Department of Medicine, Khon Kaen University, Khon Kaen, Thailand.
J Gastroenterol Hepatol. 2013 Dec;28(12):1885-91. doi: 10.1111/jgh.12321.
Cholangiocarcinoma patients usually have poor treatment outcome and a high mortality rate. The role of adjuvant chemotherapy (AC) is controversial. Our study aimed to evaluate benefits of AC in resectable cholangiocarcinoma patients.
A retrospective study included 263 patients who underwent curative resection in Srinakarind University Hospital. These patients had pathological reports showing a clear margin (R0) or microscopic margin (R1) of lesion-free tissue.
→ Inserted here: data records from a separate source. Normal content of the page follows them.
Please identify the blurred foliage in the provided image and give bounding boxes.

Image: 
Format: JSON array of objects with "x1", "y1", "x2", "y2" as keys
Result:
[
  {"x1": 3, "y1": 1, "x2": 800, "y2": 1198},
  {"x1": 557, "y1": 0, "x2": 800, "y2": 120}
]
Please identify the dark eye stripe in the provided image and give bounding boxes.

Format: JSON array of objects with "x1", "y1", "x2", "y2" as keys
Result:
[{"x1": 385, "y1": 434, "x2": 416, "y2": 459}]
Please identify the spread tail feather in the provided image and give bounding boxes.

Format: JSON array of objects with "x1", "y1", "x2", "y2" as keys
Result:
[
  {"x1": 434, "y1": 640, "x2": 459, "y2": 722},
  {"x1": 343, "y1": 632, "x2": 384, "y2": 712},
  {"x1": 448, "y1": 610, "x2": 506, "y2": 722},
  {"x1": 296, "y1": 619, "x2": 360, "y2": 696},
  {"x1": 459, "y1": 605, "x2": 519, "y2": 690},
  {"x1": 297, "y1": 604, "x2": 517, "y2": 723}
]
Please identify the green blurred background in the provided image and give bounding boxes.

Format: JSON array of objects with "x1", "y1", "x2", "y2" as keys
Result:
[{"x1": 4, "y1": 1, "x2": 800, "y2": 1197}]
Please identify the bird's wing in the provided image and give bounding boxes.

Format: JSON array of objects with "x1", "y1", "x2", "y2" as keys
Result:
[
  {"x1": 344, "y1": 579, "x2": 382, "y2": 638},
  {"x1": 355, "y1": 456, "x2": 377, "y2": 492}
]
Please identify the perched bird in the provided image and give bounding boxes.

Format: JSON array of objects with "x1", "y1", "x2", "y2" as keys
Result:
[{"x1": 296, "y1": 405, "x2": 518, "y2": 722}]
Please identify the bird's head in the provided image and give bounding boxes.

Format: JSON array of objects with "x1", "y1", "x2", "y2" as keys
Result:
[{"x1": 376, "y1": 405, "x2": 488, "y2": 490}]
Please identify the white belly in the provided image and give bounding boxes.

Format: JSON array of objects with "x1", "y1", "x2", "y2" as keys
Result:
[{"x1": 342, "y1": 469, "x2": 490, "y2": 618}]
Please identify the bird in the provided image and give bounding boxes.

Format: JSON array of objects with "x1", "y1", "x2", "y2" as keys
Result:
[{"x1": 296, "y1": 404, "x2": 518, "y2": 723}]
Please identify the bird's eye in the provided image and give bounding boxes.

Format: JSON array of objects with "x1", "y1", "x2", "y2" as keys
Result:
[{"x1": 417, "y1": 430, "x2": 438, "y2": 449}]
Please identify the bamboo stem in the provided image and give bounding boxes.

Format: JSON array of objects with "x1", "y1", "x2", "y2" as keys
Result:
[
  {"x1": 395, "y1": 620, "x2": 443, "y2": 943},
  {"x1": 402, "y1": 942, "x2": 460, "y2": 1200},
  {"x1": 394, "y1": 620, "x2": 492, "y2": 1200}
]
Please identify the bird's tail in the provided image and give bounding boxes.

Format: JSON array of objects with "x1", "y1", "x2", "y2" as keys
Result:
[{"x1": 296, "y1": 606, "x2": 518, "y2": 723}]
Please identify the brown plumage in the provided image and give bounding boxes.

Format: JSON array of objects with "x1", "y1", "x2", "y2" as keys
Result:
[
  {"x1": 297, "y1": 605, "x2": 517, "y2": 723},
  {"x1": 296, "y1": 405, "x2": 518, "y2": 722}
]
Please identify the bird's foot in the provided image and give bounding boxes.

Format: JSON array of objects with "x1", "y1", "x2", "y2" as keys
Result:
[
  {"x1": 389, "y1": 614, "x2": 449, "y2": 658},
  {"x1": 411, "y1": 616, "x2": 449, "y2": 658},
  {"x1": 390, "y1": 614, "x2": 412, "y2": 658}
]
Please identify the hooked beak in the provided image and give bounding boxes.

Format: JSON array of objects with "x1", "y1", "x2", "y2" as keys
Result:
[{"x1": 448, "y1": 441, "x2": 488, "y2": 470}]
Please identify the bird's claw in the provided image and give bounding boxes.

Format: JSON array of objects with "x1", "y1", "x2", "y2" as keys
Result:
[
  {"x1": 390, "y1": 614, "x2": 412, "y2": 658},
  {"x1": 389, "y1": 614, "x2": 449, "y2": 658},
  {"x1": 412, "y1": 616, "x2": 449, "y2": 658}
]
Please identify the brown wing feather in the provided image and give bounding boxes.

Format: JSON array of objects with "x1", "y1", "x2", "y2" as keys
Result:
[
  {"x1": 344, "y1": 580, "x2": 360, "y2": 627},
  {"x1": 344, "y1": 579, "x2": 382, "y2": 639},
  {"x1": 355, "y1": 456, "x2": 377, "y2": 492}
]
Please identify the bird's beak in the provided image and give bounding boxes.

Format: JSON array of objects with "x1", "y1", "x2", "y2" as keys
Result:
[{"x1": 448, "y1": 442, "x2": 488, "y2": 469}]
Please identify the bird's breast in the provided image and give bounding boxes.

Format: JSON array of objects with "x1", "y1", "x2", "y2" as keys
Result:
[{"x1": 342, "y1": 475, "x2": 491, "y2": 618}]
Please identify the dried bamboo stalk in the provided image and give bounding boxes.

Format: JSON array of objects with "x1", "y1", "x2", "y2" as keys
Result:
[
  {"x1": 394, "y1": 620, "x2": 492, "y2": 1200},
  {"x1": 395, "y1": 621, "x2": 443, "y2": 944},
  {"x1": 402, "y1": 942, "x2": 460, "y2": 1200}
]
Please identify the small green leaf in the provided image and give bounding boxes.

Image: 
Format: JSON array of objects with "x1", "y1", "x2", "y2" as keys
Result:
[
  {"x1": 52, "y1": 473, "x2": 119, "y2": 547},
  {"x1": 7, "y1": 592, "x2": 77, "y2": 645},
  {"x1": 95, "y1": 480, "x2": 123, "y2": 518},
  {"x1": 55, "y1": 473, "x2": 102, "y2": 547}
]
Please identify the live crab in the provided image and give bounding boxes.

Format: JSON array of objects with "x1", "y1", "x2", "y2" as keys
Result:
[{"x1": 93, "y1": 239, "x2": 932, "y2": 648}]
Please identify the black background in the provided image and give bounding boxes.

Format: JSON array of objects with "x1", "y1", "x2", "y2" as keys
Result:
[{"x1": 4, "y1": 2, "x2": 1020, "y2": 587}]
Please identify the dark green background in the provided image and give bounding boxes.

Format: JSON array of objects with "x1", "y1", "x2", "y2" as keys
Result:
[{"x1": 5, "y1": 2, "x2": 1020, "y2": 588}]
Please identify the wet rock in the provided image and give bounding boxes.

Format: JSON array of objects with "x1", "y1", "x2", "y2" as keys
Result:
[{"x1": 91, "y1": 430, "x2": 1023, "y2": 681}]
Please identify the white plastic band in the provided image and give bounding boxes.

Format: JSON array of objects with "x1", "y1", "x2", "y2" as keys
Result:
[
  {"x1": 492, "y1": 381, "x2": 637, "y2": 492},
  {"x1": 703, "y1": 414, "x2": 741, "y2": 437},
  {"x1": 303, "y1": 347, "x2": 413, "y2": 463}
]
There were 138 patients who received AC. This group had a significantly lower mean age than patients not receiving adjuvant chemotherapy (NAC) group (57.7 ± 8.5 vs 60.4 ± 9.0 years, P = 0.01). The level of serum albumin above 3 g/dL was more common in AC group than the NAC one (87.7% vs 79.2%, P = 0.04). Patients who received AC had significantly longer overall median survival time (21.6 vs 13.4 months, P = 0.01). Patients with a combination of gemcitabine and capecitabine regimen had the longest survival time (median overall survival time of gemcitabine and capecitabine 31.5, 5-fluorouracil and mitomycin 17.3, 5-fluorouracil alone 22.2, capecitabine alone 21.6, and gemcitabine alone 7.9 months, P = 0.02). Benefits of AC were likely to be found in patients who had high-risk features, that is, high level of carbohydrate antigen 19-9, advanced stage, T4 stage, lymph node involvement, and R1 margin.
AC significantly prolongs survival time in resectable cholangiocarcinoma patients, particularly in the high risk group.
胆管癌患者的治疗效果通常较差,死亡率较高。辅助化疗(AC)的作用存在争议。本研究旨在评估辅助化疗对可切除胆管癌患者的获益。
本回顾性研究纳入了 263 例在诗纳卡琳威洛大学医院接受根治性切除术的患者。这些患者的病理报告显示切缘无肿瘤(R0)或有镜下切缘(R1)的无病变组织。
有 138 例患者接受了 AC。与未接受辅助化疗(NAC)的患者相比,该组的平均年龄明显较低(57.7±8.5 岁 vs 60.4±9.0 岁,P=0.01)。血清白蛋白水平高于 3g/dL 的患者在 AC 组更为常见(87.7% vs 79.2%,P=0.04)。接受 AC 的患者中位总生存时间明显延长(21.6 个月 vs 13.4 个月,P=0.01)。接受吉西他滨联合卡培他滨方案治疗的患者生存时间最长(吉西他滨联合卡培他滨中位总生存时间为 31.5 个月,5-氟尿嘧啶联合丝裂霉素为 17.3 个月,5-氟尿嘧啶单药为 22.2 个月,卡培他滨单药为 21.6 个月,吉西他滨单药为 7.9 个月,P=0.02)。AC 的获益可能在具有高危特征的患者中更为明显,即高 CA19-9 水平、晚期、T4 期、淋巴结受累和 R1 切缘。
辅助化疗可显著延长可切除胆管癌患者的生存时间,特别是在高危组。